Coveting the goods of this world and seeking to gain a following for themselves, such false teachers make merchandise of true believers – taking advantage of them and misleading them back into sin and faithlessness. Like the prophet Balaam who so desired earthly riches and honor that he sought a way to disobey God and bring a curse on God’s people, so pastors and teachers turn aside from the truth of God’s Word and compromise its teaching for the sake of appeasing the masses and keeping positions, salaries and retirement benefits.

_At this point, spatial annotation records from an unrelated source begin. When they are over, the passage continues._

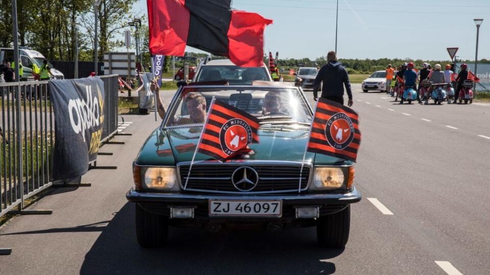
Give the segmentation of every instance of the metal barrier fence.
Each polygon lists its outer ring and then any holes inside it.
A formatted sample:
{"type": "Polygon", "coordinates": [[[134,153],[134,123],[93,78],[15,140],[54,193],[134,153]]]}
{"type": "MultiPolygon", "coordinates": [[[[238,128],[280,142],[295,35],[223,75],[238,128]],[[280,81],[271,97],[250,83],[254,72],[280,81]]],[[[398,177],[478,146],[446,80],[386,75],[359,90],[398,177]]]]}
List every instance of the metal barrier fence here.
{"type": "MultiPolygon", "coordinates": [[[[101,141],[117,133],[117,75],[102,76],[101,141]]],[[[53,184],[55,118],[47,81],[0,83],[0,216],[53,184]],[[19,99],[19,100],[18,100],[19,99]]]]}

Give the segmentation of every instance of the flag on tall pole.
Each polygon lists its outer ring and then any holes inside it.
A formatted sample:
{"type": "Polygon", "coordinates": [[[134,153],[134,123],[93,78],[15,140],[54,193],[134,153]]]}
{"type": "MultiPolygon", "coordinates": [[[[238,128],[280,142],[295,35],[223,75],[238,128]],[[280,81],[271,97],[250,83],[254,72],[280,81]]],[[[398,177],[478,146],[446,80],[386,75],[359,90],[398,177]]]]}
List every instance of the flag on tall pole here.
{"type": "Polygon", "coordinates": [[[318,98],[307,150],[355,161],[360,142],[357,114],[337,102],[318,98]]]}
{"type": "Polygon", "coordinates": [[[264,29],[257,13],[231,9],[231,0],[146,0],[150,50],[184,56],[186,45],[228,57],[242,67],[263,64],[264,29]]]}
{"type": "Polygon", "coordinates": [[[153,71],[153,78],[157,80],[158,87],[162,87],[162,70],[163,69],[163,62],[165,56],[157,55],[153,57],[153,66],[152,70],[153,71]]]}

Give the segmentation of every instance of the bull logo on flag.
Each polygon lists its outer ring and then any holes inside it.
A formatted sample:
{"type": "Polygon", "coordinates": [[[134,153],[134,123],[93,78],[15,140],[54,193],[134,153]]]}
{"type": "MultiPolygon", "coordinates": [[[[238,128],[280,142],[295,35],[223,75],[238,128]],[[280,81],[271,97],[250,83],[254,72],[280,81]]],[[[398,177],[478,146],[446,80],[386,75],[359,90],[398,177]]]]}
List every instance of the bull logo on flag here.
{"type": "Polygon", "coordinates": [[[357,114],[343,105],[318,98],[307,151],[355,161],[360,142],[357,114]]]}

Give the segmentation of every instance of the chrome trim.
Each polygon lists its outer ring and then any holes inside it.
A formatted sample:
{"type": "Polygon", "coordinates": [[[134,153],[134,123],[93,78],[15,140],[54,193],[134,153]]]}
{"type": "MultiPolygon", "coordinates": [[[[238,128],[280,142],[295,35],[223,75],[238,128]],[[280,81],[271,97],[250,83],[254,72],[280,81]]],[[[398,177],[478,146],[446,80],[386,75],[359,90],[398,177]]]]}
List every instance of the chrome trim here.
{"type": "Polygon", "coordinates": [[[208,194],[185,194],[182,193],[147,193],[135,190],[131,188],[126,193],[126,198],[132,202],[159,202],[162,200],[172,201],[173,202],[168,203],[169,205],[175,205],[176,202],[181,202],[182,200],[188,200],[190,203],[206,203],[209,200],[250,200],[250,199],[267,199],[267,200],[282,200],[283,202],[292,202],[295,203],[296,201],[300,201],[301,204],[307,203],[308,201],[315,202],[315,204],[318,203],[318,200],[329,200],[331,201],[325,202],[326,203],[354,203],[361,200],[361,195],[357,189],[353,186],[350,190],[346,190],[345,193],[315,193],[308,194],[295,194],[284,196],[270,196],[266,197],[257,197],[248,196],[243,193],[240,193],[241,196],[219,196],[208,194]]]}
{"type": "MultiPolygon", "coordinates": [[[[241,165],[242,166],[266,166],[270,165],[277,165],[279,166],[295,166],[295,167],[301,167],[301,161],[277,161],[277,160],[230,160],[229,162],[222,162],[218,160],[201,160],[199,161],[194,161],[192,164],[192,167],[194,166],[210,166],[210,165],[241,165]]],[[[184,165],[190,165],[190,161],[182,161],[181,162],[178,162],[176,166],[176,170],[177,170],[177,181],[179,182],[179,184],[181,186],[181,188],[182,190],[184,191],[194,191],[197,192],[203,192],[203,193],[215,193],[215,194],[241,194],[241,195],[253,195],[253,194],[275,194],[275,193],[291,193],[291,192],[298,192],[298,188],[295,188],[294,189],[291,189],[288,190],[281,190],[279,191],[240,191],[240,192],[235,192],[235,191],[213,191],[210,190],[204,190],[201,189],[191,189],[187,188],[184,189],[184,186],[182,185],[182,181],[181,180],[181,175],[180,175],[180,167],[184,165]]],[[[304,166],[309,168],[310,173],[308,178],[308,182],[306,183],[306,187],[304,188],[302,188],[300,190],[300,191],[306,191],[310,187],[310,184],[312,182],[312,179],[313,176],[313,170],[314,167],[313,164],[310,162],[305,162],[304,164],[304,166]]],[[[334,167],[339,167],[339,166],[334,166],[334,167]]],[[[299,177],[296,178],[296,179],[299,179],[299,177]]]]}

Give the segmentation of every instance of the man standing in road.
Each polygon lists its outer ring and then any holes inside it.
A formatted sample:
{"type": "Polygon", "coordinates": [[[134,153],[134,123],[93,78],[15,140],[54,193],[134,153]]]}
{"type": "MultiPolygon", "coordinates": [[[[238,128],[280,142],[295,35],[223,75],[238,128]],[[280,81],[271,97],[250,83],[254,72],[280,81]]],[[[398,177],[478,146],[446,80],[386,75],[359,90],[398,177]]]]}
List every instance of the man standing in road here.
{"type": "Polygon", "coordinates": [[[386,93],[389,94],[391,90],[391,79],[393,79],[393,74],[395,74],[395,70],[391,68],[391,64],[388,64],[388,68],[386,68],[386,93]]]}
{"type": "Polygon", "coordinates": [[[318,90],[320,84],[323,83],[322,97],[344,105],[343,85],[349,96],[347,105],[349,107],[352,106],[352,92],[347,71],[337,61],[337,55],[333,50],[329,51],[327,54],[327,65],[320,69],[313,84],[313,98],[315,101],[318,99],[318,90]]]}

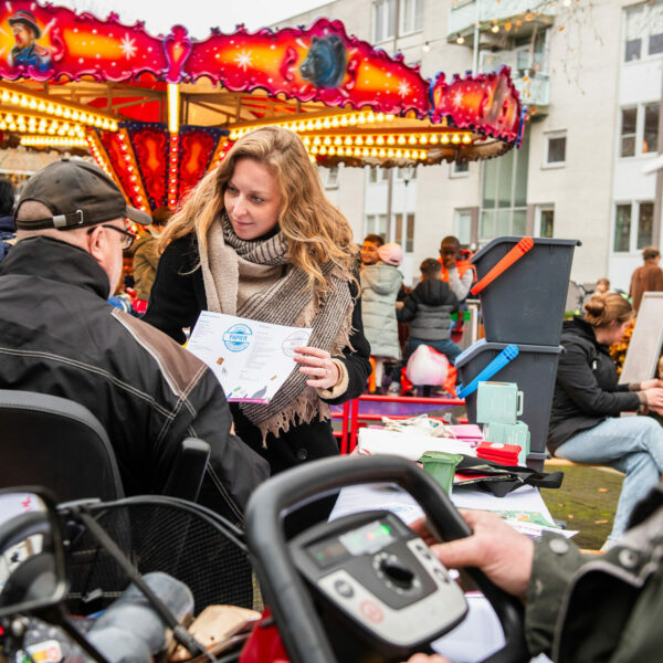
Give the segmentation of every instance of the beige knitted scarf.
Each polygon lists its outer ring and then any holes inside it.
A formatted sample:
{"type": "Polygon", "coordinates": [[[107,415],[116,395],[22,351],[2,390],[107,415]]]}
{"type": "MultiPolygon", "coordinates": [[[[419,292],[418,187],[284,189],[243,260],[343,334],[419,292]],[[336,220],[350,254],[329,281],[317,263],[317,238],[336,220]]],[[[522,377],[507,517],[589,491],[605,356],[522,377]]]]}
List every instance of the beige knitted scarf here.
{"type": "MultiPolygon", "coordinates": [[[[327,263],[323,273],[330,283],[325,297],[312,292],[307,273],[288,263],[287,243],[282,233],[267,239],[241,240],[223,212],[208,231],[207,253],[200,263],[208,309],[275,325],[313,327],[309,346],[340,355],[350,345],[352,297],[350,278],[327,263]],[[283,265],[281,276],[274,267],[283,265]],[[242,275],[264,272],[265,287],[243,287],[242,275]],[[238,301],[240,304],[238,305],[238,301]]],[[[242,403],[242,412],[267,433],[286,432],[291,425],[329,418],[329,407],[296,366],[270,403],[242,403]]]]}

Peter minces no words in telling of God’s judgment upon false teachers and compromisers of God’s Word. Looking back on God’s judgment upon the angels that sinned, the wicked world at the time of Noah, and the cities of Sodom and Gomorrah, Peter points out how God can and will carry out His judgment upon false teachers and yet save those who hold to the truth (cf. 2 Peter 2:3ff.).

Jesus, too, points out God’s judgment upon those who compromise His Word when He says: “For verily I say unto you, Till heaven and earth pass, one jot or one tittle shall in no wise pass from the law, till all be fulfilled. Whosoever therefore shall break one of these least commandments, and shall teach men so, he shall be called the least in the kingdom of heaven: but whosoever shall do and teach them, the same shall be called great in the kingdom of heaven” (Matthew 5:18-19); and, “Whosoever therefore shall be ashamed of me and of my words in this adulterous and sinful generation; of him also shall the Son of man be ashamed, when he cometh in the glory of his Father with the holy angels” (Mark 8:38).

Why does Peter write this warning? So that we are not deceived by such false teachers – so that we do not turn away from the hope of the Gospel and back into sin and unbelief! The inspired Word of God warns you and me against the false prophets and false teachers – who will come – because God desires that we hold fast to His Word and continue to place our hope and trust in Christ Jesus and in the redemption He accomplished for us by His innocent sufferings and death upon the cross. God wants you and me to overcome the lies and the deceit, the false teaching, the temptations and attacks of the devil. He wants none of us to be lost to His kingdom but all to continue in the true and saving faith in Christ Jesus unto life everlasting.

God grant that you cling to His inspired Word, that you hold fast to its truths and that you continue to trust in the crucified and risen Christ Jesus for the forgiveness of all your sins and a place in His eternal kingdom. Only in Jesus, can we be saved! Amen.